# Question about energy usage for my DIY LED aquarium light



## lybrian1 (Aug 10, 2010)

our electric bill is charged per watt (kilowatt) right?
so i want to make a moon light with a single LED strip from ebay. they are cheap and really bright.

i am not really concern about the electric from one single LED but i want to make it as efficient as possible, no point in wasting electric when the LED is not on. anyways, i found an old outlet transformer that says its 12v which is exactly what the LED is rated to be. i cut then end and crimped it with the LED strip and i attaches a small switch to turn on and off the light easily. it works great the only thing is i realized the transformer still gets hot even when the LED is off. does this mean the transformer is still using electric even though the LED is off?
if thats too confusing i can take a photo.

my other question is IF the LED is rated for say 1 watt. and the transformer is rated at 10watt. how much energy is used when the LED is on? is ti 10watt or 1?


----------



## arc (Mar 11, 2010)

transformer?

Do you mean this ?

Unless unplugged these adapters will use a small amount of energy "phantom power" but I don't know about it still being hot though.

It should only draw about 1w, the 10w is the maximum power it can draw.


----------



## lybrian1 (Aug 10, 2010)

yes

i mean it does get a bit warm


----------



## arc (Mar 11, 2010)

It's not a lot of power but if you want to save the phantom lose, you can use a timer.


----------



## lybrian1 (Aug 10, 2010)

so do i ahve to consider the Watt or the Amps on the transformer?


----------



## arc (Mar 11, 2010)

> so do i ahve to consider the Watt or the Amps on the transformer?

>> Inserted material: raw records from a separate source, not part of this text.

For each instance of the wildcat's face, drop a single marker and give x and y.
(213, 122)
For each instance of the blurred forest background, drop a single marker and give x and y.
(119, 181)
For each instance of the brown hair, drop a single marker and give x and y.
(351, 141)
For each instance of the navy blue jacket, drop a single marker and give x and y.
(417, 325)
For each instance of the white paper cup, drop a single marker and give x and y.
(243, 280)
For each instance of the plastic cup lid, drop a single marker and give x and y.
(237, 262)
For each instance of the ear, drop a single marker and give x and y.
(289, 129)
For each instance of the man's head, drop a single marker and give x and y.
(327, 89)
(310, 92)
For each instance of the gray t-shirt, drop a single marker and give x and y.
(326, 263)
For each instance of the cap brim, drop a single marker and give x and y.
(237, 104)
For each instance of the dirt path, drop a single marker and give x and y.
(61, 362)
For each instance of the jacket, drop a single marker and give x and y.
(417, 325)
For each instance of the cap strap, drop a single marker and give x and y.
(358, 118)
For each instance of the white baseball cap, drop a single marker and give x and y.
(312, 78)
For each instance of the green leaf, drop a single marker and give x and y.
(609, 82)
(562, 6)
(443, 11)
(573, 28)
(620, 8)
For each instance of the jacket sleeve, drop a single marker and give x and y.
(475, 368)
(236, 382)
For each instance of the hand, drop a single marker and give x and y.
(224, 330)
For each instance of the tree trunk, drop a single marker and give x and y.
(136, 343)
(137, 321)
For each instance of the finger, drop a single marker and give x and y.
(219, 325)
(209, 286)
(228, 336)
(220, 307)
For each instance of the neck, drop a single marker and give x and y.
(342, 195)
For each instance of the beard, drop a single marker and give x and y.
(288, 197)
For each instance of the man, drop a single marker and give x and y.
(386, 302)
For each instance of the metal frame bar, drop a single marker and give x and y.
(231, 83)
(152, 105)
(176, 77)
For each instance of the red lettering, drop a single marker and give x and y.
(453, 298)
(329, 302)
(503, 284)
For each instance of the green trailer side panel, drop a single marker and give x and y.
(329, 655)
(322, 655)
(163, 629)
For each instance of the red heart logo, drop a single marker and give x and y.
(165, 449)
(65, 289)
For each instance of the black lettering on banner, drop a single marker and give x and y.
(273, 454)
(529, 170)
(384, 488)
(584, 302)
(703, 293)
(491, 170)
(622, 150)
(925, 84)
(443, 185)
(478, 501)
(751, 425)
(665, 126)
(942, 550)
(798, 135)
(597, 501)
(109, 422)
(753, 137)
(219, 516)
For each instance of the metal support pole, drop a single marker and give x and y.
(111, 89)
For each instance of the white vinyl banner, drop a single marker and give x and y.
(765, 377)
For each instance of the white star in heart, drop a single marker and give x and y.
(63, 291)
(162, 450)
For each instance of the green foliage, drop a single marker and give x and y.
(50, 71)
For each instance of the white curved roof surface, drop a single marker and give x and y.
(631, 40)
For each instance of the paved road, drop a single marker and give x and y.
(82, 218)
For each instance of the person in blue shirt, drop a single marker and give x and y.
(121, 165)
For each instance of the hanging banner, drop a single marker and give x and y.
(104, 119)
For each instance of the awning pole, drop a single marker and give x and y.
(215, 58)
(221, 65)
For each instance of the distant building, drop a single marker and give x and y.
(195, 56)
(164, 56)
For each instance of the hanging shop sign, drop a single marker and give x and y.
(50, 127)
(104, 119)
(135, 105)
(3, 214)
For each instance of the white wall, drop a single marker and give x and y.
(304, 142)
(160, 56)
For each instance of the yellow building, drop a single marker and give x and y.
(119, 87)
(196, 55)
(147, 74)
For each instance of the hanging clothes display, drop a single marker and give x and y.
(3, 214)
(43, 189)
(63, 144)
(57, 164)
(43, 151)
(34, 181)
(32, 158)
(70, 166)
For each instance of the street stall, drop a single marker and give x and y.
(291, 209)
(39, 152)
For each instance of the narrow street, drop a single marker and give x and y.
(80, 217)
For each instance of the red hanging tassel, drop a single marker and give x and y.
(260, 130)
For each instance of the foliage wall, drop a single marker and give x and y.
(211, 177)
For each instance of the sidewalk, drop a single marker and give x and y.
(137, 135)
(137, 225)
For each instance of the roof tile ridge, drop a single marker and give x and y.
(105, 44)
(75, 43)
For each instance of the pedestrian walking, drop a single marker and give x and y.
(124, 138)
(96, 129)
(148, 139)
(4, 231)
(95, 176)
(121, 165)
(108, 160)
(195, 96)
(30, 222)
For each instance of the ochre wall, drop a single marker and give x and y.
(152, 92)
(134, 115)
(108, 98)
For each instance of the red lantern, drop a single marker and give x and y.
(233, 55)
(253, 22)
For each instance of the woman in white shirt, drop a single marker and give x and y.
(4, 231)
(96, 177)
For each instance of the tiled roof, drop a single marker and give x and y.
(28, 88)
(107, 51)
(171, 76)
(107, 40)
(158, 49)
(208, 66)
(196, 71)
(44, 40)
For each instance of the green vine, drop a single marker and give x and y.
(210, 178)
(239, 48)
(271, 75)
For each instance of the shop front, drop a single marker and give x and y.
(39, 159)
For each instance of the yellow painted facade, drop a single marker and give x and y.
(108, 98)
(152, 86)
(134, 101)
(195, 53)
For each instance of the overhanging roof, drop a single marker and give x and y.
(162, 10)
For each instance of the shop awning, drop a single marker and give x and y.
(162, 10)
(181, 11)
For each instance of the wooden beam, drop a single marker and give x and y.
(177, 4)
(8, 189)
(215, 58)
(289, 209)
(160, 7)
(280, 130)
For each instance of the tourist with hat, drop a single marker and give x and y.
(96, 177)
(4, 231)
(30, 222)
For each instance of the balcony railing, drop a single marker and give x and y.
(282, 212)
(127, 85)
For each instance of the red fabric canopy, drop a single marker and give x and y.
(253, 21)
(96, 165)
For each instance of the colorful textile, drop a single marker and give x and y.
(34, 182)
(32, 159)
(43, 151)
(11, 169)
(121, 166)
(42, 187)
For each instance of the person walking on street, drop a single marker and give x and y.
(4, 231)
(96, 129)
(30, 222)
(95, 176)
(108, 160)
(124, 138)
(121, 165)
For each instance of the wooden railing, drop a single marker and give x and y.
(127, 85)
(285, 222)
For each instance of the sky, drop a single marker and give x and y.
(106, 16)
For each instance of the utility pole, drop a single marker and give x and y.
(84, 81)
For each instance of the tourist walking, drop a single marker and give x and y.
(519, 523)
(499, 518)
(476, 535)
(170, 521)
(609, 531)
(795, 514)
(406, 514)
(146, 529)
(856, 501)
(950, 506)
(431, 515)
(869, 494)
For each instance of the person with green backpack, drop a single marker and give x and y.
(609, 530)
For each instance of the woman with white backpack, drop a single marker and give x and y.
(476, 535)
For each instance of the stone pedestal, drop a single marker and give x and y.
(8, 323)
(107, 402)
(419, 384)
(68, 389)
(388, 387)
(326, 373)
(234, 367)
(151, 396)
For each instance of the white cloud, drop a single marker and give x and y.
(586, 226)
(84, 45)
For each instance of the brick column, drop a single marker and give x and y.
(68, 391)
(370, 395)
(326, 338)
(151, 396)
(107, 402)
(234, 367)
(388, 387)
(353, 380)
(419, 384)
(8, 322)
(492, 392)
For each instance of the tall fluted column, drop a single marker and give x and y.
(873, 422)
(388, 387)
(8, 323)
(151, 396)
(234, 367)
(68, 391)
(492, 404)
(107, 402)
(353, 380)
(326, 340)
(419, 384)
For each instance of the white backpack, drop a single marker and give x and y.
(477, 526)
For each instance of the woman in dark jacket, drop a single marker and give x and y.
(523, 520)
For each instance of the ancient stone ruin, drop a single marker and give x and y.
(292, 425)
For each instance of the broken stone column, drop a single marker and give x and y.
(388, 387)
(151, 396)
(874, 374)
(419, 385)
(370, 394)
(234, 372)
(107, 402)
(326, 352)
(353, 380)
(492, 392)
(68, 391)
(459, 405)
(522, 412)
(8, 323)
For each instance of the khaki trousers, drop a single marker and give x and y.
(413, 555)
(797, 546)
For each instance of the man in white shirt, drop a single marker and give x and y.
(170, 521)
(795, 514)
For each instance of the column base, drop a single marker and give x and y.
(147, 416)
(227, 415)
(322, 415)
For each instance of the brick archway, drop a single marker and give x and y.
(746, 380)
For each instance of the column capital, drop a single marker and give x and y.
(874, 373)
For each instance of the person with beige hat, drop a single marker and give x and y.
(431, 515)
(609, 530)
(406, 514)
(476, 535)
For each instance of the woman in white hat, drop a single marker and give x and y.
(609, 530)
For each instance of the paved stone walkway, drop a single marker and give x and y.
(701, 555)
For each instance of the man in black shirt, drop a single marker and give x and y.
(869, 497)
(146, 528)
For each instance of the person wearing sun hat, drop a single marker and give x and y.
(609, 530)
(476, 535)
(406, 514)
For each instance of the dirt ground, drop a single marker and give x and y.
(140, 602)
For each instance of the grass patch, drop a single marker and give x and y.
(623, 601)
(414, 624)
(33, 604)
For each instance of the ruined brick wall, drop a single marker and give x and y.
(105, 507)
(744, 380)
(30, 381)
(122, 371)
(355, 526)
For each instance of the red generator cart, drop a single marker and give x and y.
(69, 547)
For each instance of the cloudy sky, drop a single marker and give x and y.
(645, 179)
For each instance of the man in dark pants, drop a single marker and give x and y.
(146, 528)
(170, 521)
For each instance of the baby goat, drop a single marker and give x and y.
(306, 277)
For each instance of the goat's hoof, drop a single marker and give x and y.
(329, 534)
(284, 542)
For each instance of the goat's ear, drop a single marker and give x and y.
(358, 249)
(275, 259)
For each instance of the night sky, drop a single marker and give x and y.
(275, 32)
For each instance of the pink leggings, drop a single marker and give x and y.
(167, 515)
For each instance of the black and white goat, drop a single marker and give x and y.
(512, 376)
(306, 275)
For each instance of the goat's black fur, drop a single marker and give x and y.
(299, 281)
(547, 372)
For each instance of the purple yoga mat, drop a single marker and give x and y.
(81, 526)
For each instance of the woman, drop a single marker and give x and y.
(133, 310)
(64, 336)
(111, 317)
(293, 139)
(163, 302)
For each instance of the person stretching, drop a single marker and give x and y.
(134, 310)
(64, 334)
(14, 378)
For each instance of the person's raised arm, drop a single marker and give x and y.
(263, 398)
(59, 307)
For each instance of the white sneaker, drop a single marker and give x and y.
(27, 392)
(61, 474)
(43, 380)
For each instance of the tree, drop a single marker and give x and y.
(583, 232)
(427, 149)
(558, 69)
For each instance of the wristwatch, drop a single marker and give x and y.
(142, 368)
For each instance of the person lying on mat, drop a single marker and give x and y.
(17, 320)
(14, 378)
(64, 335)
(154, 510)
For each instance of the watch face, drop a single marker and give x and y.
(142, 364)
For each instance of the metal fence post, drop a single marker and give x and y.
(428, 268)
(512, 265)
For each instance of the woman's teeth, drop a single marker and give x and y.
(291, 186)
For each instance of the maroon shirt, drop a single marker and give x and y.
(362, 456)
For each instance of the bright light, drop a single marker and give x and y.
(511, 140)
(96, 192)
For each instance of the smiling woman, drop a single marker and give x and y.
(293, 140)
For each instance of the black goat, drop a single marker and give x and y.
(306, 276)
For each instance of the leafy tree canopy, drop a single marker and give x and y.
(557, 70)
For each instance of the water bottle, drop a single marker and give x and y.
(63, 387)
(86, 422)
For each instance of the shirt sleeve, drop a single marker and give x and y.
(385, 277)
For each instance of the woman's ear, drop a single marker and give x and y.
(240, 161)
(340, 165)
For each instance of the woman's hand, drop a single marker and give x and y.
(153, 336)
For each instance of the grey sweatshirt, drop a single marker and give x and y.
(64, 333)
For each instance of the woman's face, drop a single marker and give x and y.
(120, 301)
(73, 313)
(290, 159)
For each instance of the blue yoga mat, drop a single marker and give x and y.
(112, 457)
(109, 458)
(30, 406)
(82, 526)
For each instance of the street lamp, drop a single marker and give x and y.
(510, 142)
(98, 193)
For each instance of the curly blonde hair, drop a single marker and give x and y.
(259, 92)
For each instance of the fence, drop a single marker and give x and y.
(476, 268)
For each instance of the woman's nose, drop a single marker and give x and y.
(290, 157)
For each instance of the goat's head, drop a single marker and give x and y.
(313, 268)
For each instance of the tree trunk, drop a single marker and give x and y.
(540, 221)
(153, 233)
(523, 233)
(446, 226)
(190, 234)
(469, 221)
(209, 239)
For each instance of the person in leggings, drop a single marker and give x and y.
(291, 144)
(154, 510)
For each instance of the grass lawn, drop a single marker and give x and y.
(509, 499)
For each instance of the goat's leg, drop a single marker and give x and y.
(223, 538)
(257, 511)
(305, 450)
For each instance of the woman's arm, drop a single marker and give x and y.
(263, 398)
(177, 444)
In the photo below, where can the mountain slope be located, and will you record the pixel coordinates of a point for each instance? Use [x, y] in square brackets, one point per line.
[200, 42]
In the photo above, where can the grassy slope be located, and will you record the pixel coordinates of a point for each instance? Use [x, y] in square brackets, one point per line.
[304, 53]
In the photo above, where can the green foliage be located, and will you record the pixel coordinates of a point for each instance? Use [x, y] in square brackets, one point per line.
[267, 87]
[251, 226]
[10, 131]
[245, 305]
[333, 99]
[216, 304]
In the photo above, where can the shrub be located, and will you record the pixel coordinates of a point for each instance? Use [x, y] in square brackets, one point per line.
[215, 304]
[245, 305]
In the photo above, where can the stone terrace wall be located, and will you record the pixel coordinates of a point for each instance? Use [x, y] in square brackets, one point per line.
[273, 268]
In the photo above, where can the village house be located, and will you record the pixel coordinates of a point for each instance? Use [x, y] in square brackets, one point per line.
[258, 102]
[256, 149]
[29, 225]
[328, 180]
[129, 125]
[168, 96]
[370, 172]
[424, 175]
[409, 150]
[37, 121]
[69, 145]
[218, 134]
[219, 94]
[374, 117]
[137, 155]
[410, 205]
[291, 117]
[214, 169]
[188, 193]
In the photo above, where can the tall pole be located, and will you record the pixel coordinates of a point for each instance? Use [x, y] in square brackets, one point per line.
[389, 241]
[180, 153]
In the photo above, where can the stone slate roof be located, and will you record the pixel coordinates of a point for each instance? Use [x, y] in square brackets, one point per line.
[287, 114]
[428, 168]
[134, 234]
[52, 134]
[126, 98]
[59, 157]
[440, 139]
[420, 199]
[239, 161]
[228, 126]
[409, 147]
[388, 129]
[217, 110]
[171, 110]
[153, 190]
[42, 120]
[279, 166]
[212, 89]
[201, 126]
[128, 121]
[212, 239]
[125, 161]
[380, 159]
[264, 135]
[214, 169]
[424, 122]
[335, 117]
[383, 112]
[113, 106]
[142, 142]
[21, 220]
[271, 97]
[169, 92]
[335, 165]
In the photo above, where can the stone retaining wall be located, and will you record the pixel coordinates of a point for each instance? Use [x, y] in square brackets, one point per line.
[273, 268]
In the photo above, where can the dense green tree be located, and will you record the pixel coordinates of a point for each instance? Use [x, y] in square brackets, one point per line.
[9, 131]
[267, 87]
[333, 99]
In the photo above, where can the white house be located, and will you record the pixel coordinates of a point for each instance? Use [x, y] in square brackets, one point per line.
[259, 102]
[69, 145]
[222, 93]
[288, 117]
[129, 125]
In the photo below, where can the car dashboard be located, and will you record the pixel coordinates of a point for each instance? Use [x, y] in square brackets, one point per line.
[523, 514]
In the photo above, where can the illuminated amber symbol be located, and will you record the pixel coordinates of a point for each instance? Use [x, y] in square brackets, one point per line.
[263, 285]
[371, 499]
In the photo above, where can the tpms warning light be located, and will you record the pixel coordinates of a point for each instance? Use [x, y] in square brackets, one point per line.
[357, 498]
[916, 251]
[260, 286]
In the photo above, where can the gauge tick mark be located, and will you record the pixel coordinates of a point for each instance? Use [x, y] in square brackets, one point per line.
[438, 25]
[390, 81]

I'm not sure of the question here. The adapters will give an output of Volts and Amps. The watts rating is just how much the max watts it can draw. The leds should say how much watts it is drawing.

The only thing I would watch out for from ebay leds is how many milliamps(mA) (1Amp=1000milliAmps) it needs. If it only needs 350mA and you use a 900mA adapter then you will be burning through the leds fast.


----------



## lybrian1 (Aug 10, 2010)

good to know thank you


----------